雨の日曜日。それでも午前中は降り続くことはなかった。井戸掘りの後始末で動員があると聞いて待機していたが、結局何も連絡は入らなかった。昨日までに、行っておきたい所へは行き、11月3日の案内をしてきた。急に何もやることがなくなると、何だか寂しい。合唱の発表会に行けばよかったとか、生まれた町での紙芝居のお披露目と講演会へ出かけて行ってもよかったとか、なぜか後向きになってしまう。カミさんはゴルフを見ながら、「キャー」とか「入れ!」とか叫んでいるけれど、よくあんな風に試合と一体化なれるものだと感心してしまう。
すると、「サトイモの皮をむいて!」と声がかかった。サトイモの皮むきは私の務めで、ゴルフの中継を背中で聞きながら黙々と皮をむく。カミさんの叔父がやっていた日本料理の店を手伝っていた時、サトイモの皮をよくむいた。上下を切り落とし、真ん中を少し膨らませた六角形にして、これをだし汁で煮て白醤油で味付けする簡単なものだ。サトイモの白さが際立ち、淡白だけれども美味しかった。今日のサトイモは料理屋が出すような粒揃いではないので、かえって手間がかかる。この近所の飲食店では、砂糖と醤油で甘辛くこってりと煮た田舎風のサトイモが人気だ。今晩のサトイモはそんな田舎風が似合っている。
昭和20年代の生活に帰るべきだとか、もっと極端に江戸時代の生活をと言う人もいるけれど、人間は“ある”のにそれを使わない謙虚さを持ってはいない。でも逆に、なければ使わない。電気が無くなると騒がれ、みんな節電に努めた。中には車があるのに自転車通勤に変えた人もいる。何かの目的があれば、人は我慢して努力をする。

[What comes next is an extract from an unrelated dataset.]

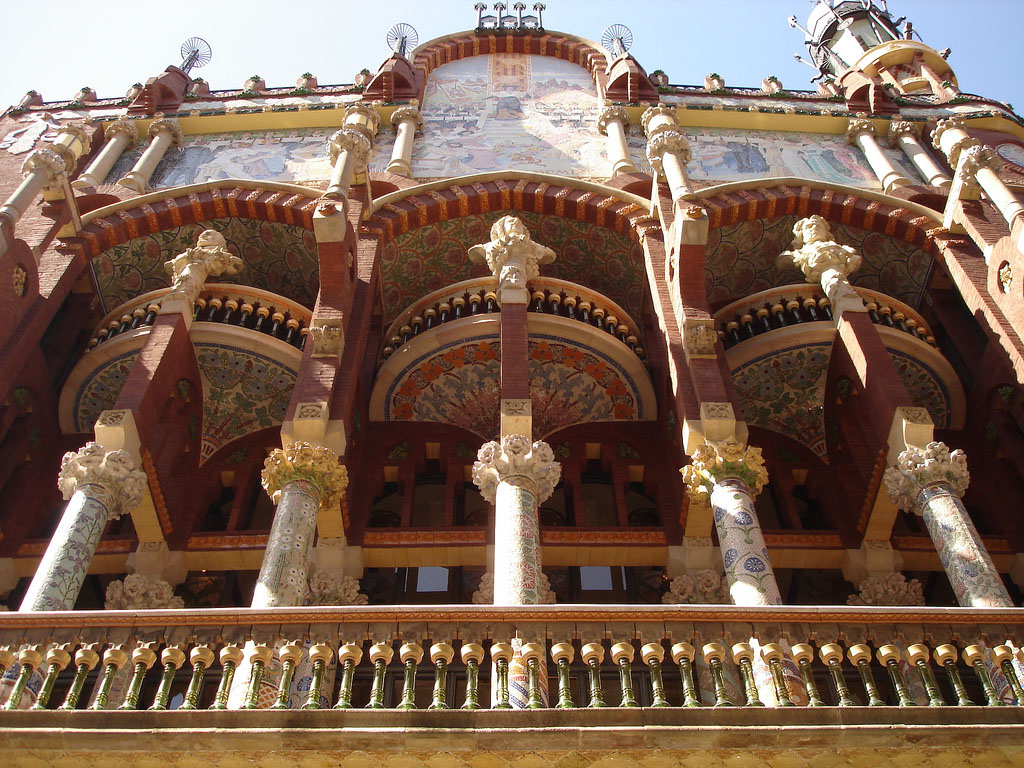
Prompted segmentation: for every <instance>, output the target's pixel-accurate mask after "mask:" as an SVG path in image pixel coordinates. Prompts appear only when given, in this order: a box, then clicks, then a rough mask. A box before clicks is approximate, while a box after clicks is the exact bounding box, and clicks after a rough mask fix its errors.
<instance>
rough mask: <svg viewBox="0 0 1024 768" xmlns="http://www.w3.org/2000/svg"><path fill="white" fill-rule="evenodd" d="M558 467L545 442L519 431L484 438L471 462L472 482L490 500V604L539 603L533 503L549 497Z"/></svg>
mask: <svg viewBox="0 0 1024 768" xmlns="http://www.w3.org/2000/svg"><path fill="white" fill-rule="evenodd" d="M560 475H561V467H560V466H559V465H558V463H557V462H556V461H555V455H554V453H553V452H552V451H551V446H550V445H548V443H546V442H544V441H542V440H538V441H537V442H535V443H532V444H530V442H529V438H528V437H526V436H525V435H521V434H509V435H505V436H503V437H502V439H501V441H500V442H499V441H495V440H492V441H490V442H486V443H484V444H483V445H482V446H481V447H480V451H479V453H478V454H477V458H476V462H475V463H474V464H473V482H474V483H476V485H477V487H478V488H479V489H480V495H481V496H482V497H483V498H484V499H486V500H487V502H489V503H490V504H494V505H495V604H496V605H536V604H538V603H540V602H541V534H540V525H539V522H538V507H539V505H541V504H543V503H544V502H546V501H547V500H548V498H549V497H550V496H551V494H552V492H553V490H554V489H555V485H556V484H557V483H558V478H559V476H560Z"/></svg>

しかし、自分が節電に努めているのに、隣の家では煌々と電灯が点いていると次第に馬鹿馬鹿しくなるだろう。それでも、隣りは隣りと思えるうちはいいが、自分だけが昭和20年代の生活を続けることには無理がある。アメリカに旅行した時、ロッキー山脈の中でポツンと暮らしている人がいた。電気も水道もないところにどうしているのだろうと不思議に思ったけれど、「好きだからですよ」とガイドは教えてくれた。
世間と隔絶した生活を好む人はそれでいいが、数は少ないだろう。多くの人々は、人の中で生活しているから、出来る限り同じような生活をしようとする。商品に流行が生まれるのもそうした人の心理なのだろう。2歳の孫娘が我が家にやって来て、ジジババを相手に遊んでいても、高校2年の孫娘やその友だちがいれば、身近に感じるのかそちらへ行ってしまう。もっと小さな子どもがいれば当然のように自分に近い子どもに向かっていく。人は子どもの頃から安心できる場所を求めているのだろう。遊ぶ相手、世話をしてくれる人、優しい人、自分に関心を持っている人、そうしたことを一瞬のうちに見破っているのだろう。
世界人口が急激に増えていること、先進国の人口は伸びていないことがテレビで話題になっていた。また、原子力発電の使用済み核燃料をどう処分するのか、目途が立っていないとも言う。そればかりか、点してしまった原子力の放射能が無くなるためには何千万年もかかるそうだ。とても私には理解できない先の話である。昭和20年代の生活も、そうなればもう意味が無いのではないかとさえ思う。私はもう充分に生きてきたからいいけれど、孫娘たちの時代はどうなるのだろう。高校2年の孫娘はそろそろ大学のことを思っているようだ。どこでも行けばいい。なんとかなる。私はそう思うけれど、どんな時代になるかまでは分からない。